The Alphabet of My Mother, Nacer Khemir, Tunisia. Drama, 34 min.
Yet another navel-gazing work about a director who has promised to finish a film for a festival. (4/10)

The Presentation
The Jeonju Digital Project (2000-2008) is housed in a sturdy black outer box with an inner orange box containing three folding digipacks holding three discs apiece. A bilingual booklet provides largely incomprehensible synopses for the individual films.

The Video
Menu options are very clear. Image quality varies from acceptable to quite good, with overall quality improving substantially in the last few discs, undoubtedly owing to the enormous strides in digital technology over the past decade. Combing, aliasing, ghosting and a general softness crop up in the worst offenders. Subtitling is good, with exceptions noted in the individual capsule reviews. There are no supplements.

Final Thoughts
This comprehensive anthology of digital short films furnishes a unique opportunity to discover how some of the world’s finest directors respond to the challenge of making a film on a shoestring budget, and those seeking out more challenging fare will certainly find it here. Although the lack of editorial restraint has resulted in widely varying production values and an unfortunate lack of cohesiveness, the project has also inspired some of the most engaged cinema we’ve seen in some time. Most successful in this respect are the documentaries: in particular, the films of Eric Khoo, Pedro Costa, Bahman Ghobadi and of course, Bong Joon-ho’s mockumentary. Less happy in this regard are many of the experimental films, which seem blithely unconcerned with reaching beyond a small coterie of art house afficiandos, and by way of compensation don’t even offer the peripheral delights of stimulating visuals. A few appear to even flaunt their utter disregard for technical matters. Whether from narcissism or lack of inspiration, no fewer than five of the films deal directly or indirectly with filmmaking, with predictably uneven results.

Proof that low budget doesn’t necessarily mean shoddy production values, several of the entries distinguish themselves with remarkable cinematography.
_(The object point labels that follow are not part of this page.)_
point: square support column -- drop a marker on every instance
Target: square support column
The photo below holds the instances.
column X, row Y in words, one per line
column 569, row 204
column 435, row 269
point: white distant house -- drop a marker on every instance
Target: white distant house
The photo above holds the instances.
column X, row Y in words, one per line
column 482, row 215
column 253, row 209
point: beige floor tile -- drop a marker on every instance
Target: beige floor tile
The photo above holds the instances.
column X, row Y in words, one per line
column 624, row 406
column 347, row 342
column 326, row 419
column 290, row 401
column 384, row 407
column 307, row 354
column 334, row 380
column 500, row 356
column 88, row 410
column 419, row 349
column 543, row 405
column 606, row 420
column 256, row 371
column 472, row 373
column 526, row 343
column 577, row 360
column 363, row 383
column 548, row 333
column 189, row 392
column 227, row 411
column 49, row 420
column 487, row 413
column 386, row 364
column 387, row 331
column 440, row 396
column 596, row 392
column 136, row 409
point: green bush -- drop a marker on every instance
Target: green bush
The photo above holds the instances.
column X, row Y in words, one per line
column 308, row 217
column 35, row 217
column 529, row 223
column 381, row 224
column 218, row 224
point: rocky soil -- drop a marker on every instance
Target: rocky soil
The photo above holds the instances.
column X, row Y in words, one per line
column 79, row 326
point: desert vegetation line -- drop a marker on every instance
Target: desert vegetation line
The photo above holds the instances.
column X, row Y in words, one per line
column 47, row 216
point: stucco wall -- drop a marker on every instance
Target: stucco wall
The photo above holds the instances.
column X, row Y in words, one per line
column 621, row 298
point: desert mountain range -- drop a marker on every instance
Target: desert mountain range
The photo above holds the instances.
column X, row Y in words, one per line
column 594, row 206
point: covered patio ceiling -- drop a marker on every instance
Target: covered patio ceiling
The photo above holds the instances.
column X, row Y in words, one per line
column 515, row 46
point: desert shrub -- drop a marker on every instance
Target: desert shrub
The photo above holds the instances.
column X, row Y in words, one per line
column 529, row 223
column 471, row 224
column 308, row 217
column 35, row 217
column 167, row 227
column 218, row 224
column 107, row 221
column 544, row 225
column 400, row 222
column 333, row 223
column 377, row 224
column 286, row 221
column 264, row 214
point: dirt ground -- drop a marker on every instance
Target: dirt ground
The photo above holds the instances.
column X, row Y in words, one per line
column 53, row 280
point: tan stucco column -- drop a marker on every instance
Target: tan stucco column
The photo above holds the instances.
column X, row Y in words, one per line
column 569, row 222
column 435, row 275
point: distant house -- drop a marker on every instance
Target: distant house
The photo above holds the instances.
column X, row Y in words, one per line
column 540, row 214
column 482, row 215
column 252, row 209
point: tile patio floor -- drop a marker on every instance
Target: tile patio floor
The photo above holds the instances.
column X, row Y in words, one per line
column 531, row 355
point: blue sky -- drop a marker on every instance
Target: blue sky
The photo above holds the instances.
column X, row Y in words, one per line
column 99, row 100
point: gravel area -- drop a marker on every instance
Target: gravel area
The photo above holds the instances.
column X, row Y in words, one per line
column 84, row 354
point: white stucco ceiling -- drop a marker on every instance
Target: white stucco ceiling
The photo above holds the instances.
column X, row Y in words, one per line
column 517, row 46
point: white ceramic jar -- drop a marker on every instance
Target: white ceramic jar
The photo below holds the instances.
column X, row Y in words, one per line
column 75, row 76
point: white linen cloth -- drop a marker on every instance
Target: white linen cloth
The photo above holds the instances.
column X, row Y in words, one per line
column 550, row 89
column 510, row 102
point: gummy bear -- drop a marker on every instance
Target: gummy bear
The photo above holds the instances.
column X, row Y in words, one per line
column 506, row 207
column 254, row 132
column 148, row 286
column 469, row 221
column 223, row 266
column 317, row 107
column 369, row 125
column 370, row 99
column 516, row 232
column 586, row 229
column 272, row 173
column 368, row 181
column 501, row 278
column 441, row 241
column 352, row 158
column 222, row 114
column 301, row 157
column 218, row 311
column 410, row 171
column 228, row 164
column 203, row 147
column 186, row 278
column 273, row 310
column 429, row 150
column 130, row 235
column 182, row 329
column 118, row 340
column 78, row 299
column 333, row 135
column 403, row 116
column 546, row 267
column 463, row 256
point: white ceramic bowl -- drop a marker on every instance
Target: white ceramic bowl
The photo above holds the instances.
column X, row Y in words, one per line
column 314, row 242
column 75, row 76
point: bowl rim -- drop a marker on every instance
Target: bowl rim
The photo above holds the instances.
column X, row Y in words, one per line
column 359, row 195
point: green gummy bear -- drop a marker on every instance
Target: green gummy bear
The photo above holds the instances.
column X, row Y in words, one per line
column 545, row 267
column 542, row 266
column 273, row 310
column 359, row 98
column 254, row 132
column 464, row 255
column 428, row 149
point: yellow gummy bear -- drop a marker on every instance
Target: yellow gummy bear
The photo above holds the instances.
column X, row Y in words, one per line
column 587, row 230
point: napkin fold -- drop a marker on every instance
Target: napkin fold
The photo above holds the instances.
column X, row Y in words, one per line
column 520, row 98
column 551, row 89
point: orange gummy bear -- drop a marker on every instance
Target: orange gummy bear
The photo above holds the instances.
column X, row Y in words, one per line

For those taking advantage of DV’s unique capabilities, we would single out the films of Zhang Yuan, Park Ki-young, John Akomfrah, Shinya Tsukamoto, Song Il-gon, and Pen-ek Ratanaruang. While there are several instances of fine lensmanship, in terms of acting, (aside from the wonderful ensemble piece Magician(s)) there are lamentably few standout performances across the twenty-seven short films in the compilation. First place would have to go to Jin Xing for her “role” as herself in Zhang Yuan’s documentary. Because of the lackluster transfer, the eclectic nature of the collection, the lack of bonus material and the pricetag, this set can only be recommended to the more intrepid collector. The Jeonju Digital Project (2000-2008) is available at JIFF’s website.

DVD Details
Single-layer, all-region, NTSC, non-anamorphic presentation. Optional English and Korean subtitles, 915 minutes.